Music and the Computer: Up-Ending the Family Tree

Keynote Address to the 1995 Conference of the Australian Computer Music Association

Introduction

Computer music is nearly forty years old. Electronic music is twice that old, dating back to the invention of the Theremin Vox. In that time, computer music has brought together many diverse disciplines, creating hybrids such as psycho-acoustics and algorithmic composition, as well as spawning its own diverse branches. These range from performance instruments to music printing, from MIDI sequencing to automatic transcription. Such diversification is an indication of the success of the field. Yet some categorical divisions arose as a result of philosophical schism, often in response to limitations in the technology of the day.
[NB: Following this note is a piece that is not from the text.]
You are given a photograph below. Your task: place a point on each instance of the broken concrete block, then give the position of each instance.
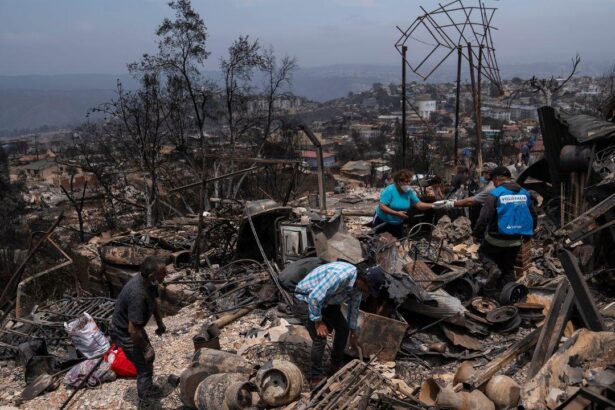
(449, 399)
(503, 391)
(586, 349)
(555, 398)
As this is my first trip to Australia, it seems fitting to flip things upside down and take a fresh look at some of these traditional divisions. Focusing on areas such as sound synthesis, performance, and the role of the composer, we will see which of the familiar constructs still apply and which may no longer serve our best interests. The intention here is not to survey all existing work--this would require more time than we have--but rather to discuss a few examples drawn from my own work and that of several of my colleagues in order to show that hybridization is still an active force throughout the computer music family tree.

Synthesis vs. Sampling

One of the earliest dichotomies in electronic music was between recording-based music (i.e. Musique Concrete) and pure synthesis. In today's terms, this expresses itself as sampling versus synthesis. The strength of the recording-based approach is that the source material is itself of great richness. However, this complexity is achieved at the expense of flexibility. While the recording accurately depicts a snap-shot of an instrument, as soon as it is placed in a musical context requiring variety of expression, it falls flat, no more than a cardboard cut-out with nothing behind it. In contrast, synthesis allows for great malleability but is hard-pressed to create realistic sounds.
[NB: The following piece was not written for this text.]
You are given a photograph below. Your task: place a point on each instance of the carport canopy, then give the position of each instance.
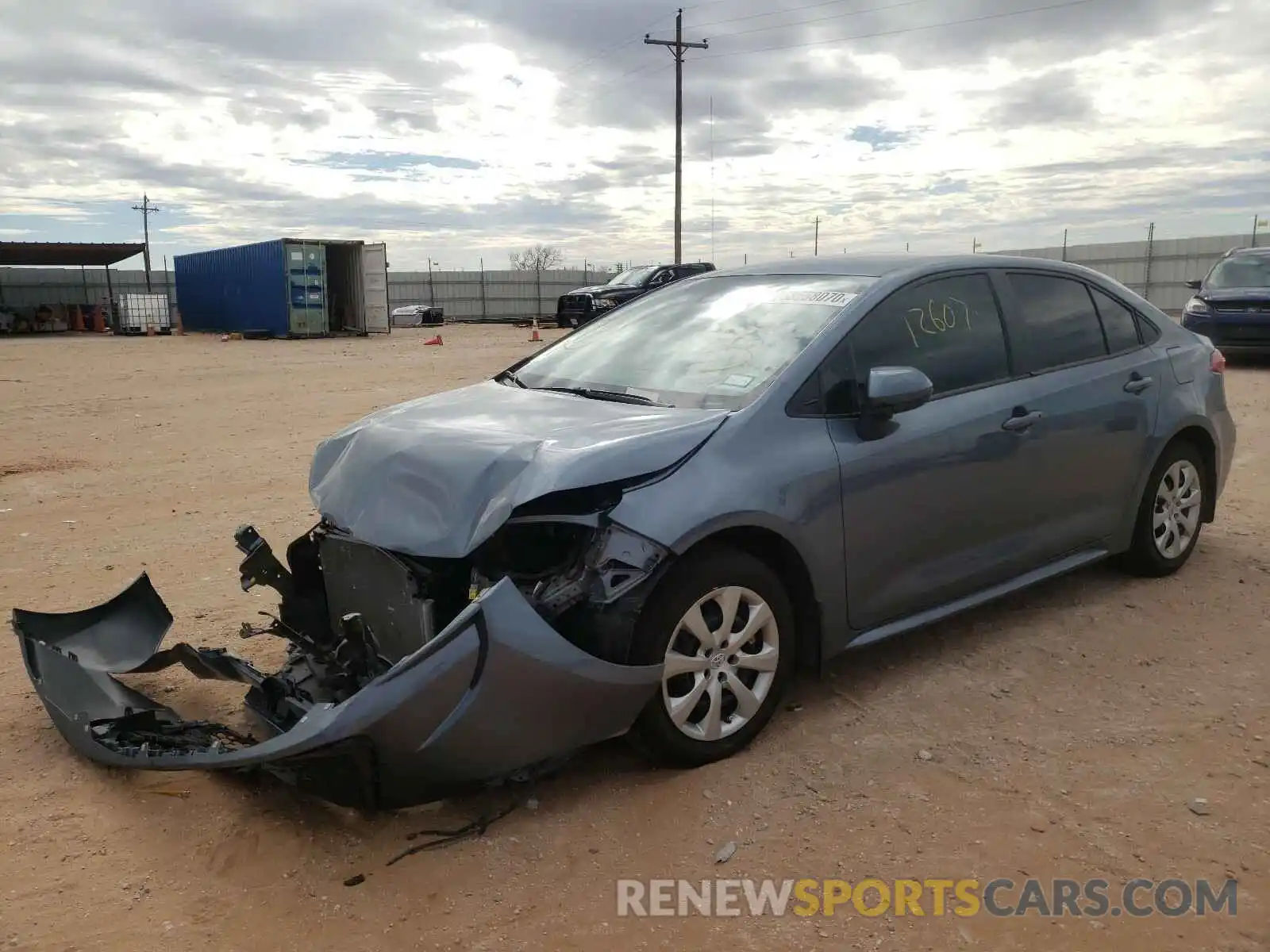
(67, 254)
If we examine the current crop of samplers and synthesizers, we find manufacturers sensing the limitations of the extreme positions and moving toward the center, creating hybrid instruments. So-called "samplers" are enhanced by synthesis-like techniques such as pitch-shifting, looping, dynamic filtering, amplitude enveloping and other modifications that move far away from the pure recording-based paradigm. In fact, a looped sample is nothing more than a synthesizer's wave table oscillator with a wave table much longer than the period of the fundamental frequency. Meanwhile, so-called "synthesizers" now incorporate sampled wave tables, which may then be used as (for example) FM modulation signals. The distinction between sampling and synthesis is then reduced to a matter of degreeÑhow long is the wave table and what other techniques are applied?

A closely-related issue is that of analysis-based synthesis methods versus those not based on analysis data. Analysis-based synthesis methods, including the phase vocoder and linear prediction, are similar to recording-based methods except that the recording is analyzed to convert it into a more pliable and meaningful parametric representation. These techniques offer great realism but require massive amounts of data that is difficult to manage and store. Also, in that in order to synthesize a particular musical phrase, it is necessary to obtain a recording of that phrase. When the time comes to synthesize another phrase, a new recording must be obtained. In contrast, the non-analysis-based methods, such as FM, are much more flexible but do not provide the same level of realism.
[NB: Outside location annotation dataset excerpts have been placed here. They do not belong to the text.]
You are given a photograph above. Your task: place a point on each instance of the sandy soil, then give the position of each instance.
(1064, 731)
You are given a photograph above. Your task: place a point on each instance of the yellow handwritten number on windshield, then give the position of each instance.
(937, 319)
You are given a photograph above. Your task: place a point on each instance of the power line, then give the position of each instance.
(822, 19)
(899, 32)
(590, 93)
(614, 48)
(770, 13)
In this area, we again find a plethora of hybrids emerging. These include Xavier Serra's stochastic-plus-deterministic decomposition technique, a variation of the phase vocoder which avoids the data overload problem by separating the signal into a deterministic component, which is then resynthesized by sine waves, and a stochastic component, which is then resynthesized by filtered noise.

Another hybridization technique involves extracting only certain aspects of the source signal and using a completely different synthesis method in the reconstruction phase. This can render the distinction between analysis-based and non-analysis based synthesis extremely ambiguous. For example, consider a work of mine, "Impossible Animals", originally written for chorus and tape, but now existing in a number of versions for different instruments and tape. With a desire to explore the boundaries between nature and human expression, I began with a recording of a Winter Wren, a North-American bird with a rich warbled song. Using a frequency domain sinusoid tracking technique developed by Julius Smith, I extracted pitch and amplitude trajectories from the bird song recording. This information was then processed by a series of home-brew programs that segmented the trajectories into individual "chirps", performed time-varying time expansion, imposed an evolving pitch range modification, tuned the flat portions of the frequency trajectories to an underlying evolving harmonic background and, most revealingly, mapped the frequency trajectory onto an interpolated set of vowels for resynthesis using the Chant vocal synthesis technique of Xavier Rodet. Because the frequency-to-vowel mapping is in effective even in rapid trills, the result is strangely evocative, as if the brain of a bird had been transplanted into the body of a wildly-gifted tenor.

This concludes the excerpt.